My thoughts this Tuesday morning:
1) Ben Bernanke's speech widelydiscussed on the Street this morning. Traders wondering why he didn't talk about energy and food prices; further evidence that core inflation is what matters to the Fed. Not much about the weak dollar or inflation, but he did say we would take back some of the rate cuts "if inflation pressures proved stronger than expected." He did acknowledge that housing would be a drag on the economy into early next year.
Nothing specific on what he plans to do in the next 2 FOMC meetings, but we certainly now know that Bernanke's emphasis is on the economy, not inflation.
2) Ericsson's surprise profit warning is having a ripple effect in the entire telecom sector; Alcatel Lucent, Motorola and Nokia are all down pre-open. They blame shortfalls in network and software upgrades--customers not upgrading like they thought. Remember Alcatel Lucent warned in September.
3) More poor comments from banks, this time from regional bank KeyCorp . Profits were below expectations, hurt by loan losses and volatility in fixed income. Wells Fargo also missed expectations, by a small amount ($0.68 actual vs. $0.70 expected). US Bancorp beat by a penny, but they too talked about stress in the mortgage banking business.

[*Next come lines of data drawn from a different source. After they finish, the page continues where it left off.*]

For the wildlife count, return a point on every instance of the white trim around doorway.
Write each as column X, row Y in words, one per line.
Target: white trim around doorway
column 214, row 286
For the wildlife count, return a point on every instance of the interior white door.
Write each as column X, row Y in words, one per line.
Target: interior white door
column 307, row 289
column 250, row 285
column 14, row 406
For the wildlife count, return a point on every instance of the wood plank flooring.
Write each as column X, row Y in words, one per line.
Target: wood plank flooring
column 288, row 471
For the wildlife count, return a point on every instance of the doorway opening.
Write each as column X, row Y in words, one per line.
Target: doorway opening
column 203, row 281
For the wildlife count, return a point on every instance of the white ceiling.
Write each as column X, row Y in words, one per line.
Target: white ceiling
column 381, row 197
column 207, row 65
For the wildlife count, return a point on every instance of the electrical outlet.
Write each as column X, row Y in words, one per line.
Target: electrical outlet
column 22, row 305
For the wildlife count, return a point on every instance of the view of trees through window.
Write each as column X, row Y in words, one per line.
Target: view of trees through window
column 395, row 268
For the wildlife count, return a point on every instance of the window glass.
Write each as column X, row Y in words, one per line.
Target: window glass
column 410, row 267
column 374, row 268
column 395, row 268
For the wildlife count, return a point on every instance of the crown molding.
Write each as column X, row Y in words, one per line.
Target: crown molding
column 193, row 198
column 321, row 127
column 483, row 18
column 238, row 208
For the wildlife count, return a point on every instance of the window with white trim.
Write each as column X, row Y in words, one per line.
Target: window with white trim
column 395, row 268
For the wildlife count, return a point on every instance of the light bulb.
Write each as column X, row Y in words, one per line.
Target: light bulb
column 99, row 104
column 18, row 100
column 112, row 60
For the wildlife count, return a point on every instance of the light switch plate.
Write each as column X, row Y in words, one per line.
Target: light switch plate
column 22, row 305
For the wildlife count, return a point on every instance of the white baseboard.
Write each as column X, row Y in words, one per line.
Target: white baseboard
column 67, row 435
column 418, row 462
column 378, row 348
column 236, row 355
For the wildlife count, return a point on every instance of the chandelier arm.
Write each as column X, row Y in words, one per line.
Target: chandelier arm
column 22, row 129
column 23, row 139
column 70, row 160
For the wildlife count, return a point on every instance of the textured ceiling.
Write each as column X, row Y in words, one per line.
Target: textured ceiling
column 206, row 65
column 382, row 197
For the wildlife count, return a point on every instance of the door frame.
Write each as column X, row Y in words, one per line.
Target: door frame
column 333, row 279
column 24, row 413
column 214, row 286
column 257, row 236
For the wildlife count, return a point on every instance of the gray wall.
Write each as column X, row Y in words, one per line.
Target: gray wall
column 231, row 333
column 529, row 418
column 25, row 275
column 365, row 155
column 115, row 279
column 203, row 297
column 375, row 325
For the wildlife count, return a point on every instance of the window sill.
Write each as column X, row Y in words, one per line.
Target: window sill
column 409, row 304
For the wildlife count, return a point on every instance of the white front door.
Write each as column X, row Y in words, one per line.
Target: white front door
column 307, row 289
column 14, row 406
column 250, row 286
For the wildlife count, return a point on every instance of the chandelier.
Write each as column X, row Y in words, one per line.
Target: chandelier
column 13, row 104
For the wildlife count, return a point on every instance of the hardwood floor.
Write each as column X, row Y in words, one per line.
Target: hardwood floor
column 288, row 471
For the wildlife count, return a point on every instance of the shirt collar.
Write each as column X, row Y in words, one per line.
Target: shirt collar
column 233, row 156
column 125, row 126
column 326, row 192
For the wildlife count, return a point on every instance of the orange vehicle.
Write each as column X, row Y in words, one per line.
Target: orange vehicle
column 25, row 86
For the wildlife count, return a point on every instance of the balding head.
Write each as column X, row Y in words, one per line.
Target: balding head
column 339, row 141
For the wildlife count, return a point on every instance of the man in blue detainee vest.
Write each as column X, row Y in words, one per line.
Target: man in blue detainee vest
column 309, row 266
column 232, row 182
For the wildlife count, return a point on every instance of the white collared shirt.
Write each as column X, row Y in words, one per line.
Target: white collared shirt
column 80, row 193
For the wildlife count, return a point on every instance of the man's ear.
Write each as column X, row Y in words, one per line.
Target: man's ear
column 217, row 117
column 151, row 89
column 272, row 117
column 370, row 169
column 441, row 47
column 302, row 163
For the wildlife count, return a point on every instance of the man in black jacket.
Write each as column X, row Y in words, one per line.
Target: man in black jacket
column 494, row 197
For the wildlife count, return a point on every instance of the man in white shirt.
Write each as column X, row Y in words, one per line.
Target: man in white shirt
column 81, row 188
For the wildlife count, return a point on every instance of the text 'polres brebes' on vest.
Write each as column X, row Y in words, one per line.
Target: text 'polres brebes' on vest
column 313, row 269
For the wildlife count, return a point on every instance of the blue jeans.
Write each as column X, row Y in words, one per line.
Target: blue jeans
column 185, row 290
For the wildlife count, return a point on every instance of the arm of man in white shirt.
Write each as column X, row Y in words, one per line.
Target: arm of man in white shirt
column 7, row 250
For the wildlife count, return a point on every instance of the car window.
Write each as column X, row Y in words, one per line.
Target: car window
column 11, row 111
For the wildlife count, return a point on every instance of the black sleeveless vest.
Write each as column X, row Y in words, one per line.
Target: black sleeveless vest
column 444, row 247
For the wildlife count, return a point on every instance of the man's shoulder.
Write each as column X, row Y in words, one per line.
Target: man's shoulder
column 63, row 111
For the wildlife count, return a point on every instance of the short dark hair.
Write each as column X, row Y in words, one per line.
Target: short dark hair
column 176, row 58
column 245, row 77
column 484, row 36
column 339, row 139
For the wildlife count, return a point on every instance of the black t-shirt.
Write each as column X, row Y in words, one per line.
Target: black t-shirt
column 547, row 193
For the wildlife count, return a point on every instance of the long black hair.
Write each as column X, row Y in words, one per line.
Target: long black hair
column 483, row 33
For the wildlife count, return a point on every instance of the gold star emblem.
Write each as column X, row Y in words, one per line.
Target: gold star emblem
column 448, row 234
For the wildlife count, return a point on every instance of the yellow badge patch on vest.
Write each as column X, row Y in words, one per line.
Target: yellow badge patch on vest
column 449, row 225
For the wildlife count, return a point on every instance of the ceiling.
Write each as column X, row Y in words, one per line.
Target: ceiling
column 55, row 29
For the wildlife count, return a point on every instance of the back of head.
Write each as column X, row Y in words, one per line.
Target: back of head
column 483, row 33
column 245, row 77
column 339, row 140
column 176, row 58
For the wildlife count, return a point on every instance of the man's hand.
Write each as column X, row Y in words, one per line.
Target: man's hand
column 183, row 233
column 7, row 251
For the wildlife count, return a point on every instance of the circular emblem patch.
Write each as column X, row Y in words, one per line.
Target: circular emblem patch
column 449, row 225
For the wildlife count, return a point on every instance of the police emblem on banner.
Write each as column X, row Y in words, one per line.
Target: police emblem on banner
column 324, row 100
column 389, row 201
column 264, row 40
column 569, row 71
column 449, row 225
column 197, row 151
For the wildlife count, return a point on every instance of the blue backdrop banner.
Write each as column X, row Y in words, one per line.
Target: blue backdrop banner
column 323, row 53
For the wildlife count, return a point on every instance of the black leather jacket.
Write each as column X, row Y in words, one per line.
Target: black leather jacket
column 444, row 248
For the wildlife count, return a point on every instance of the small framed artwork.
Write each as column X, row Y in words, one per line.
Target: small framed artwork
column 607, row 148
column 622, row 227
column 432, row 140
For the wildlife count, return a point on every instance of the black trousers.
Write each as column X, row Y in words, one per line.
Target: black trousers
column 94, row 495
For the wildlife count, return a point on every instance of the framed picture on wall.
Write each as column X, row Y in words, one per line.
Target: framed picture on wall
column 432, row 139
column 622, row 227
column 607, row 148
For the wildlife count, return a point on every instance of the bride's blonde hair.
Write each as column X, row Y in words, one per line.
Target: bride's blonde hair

4) The weakness in financials yesterday due to Citi's comments about increasing reserves for possible losses on the consumer side has revived fears that some of the pillars of owning financials in Q4 might not be as sturdy as some traders thought.
Late yesterday, Goldman Sachs' David Kostin went right at this argument, attacking four "myths" about financials. Below are excerpts from his report:
(1) Myth: Financials always outperform when the Fed cuts interest rates.
Truth: Financials beat the S&P 500 on average when the Fed lowers rates. But we believe the 1989 experience is most analogous to today's situation. Financials underperformed by 25 percentage points after easing started.
(2) Myth: Financials benefit from strong international trends.
Truth: Financials has among the lowest foreign market exposure of any sector. Only 3 Financials firms generate more than 50% of revenues from outside the US. Median stock in sector has 2% non-US revenue exposure.
(3) Myth: Valuation is extremely attractive for Financials.
Truth: Financials trades at fair value on average.
(4) Myth: Bad 3Q results are already priced in because Financials stocks are trading up on the day negative news is announced.
Truth: We believe Financials will underperform if companies continue to post negative surprises and lower earnings guidance. Current 2008 earnings growth expectation for Financials is 10.2% despite the disappearance of many mortgage-related businesses that contributed to stellar EPS growth in recent years until summer 2007. Mortgage origination fees, servicing fees, and revenue from the securitization and sale of loan commitments for LBOs all seem likely to be less in 2008 than in 2007, but estimates do not reflect this fact.
He recommends investors underweight the sector.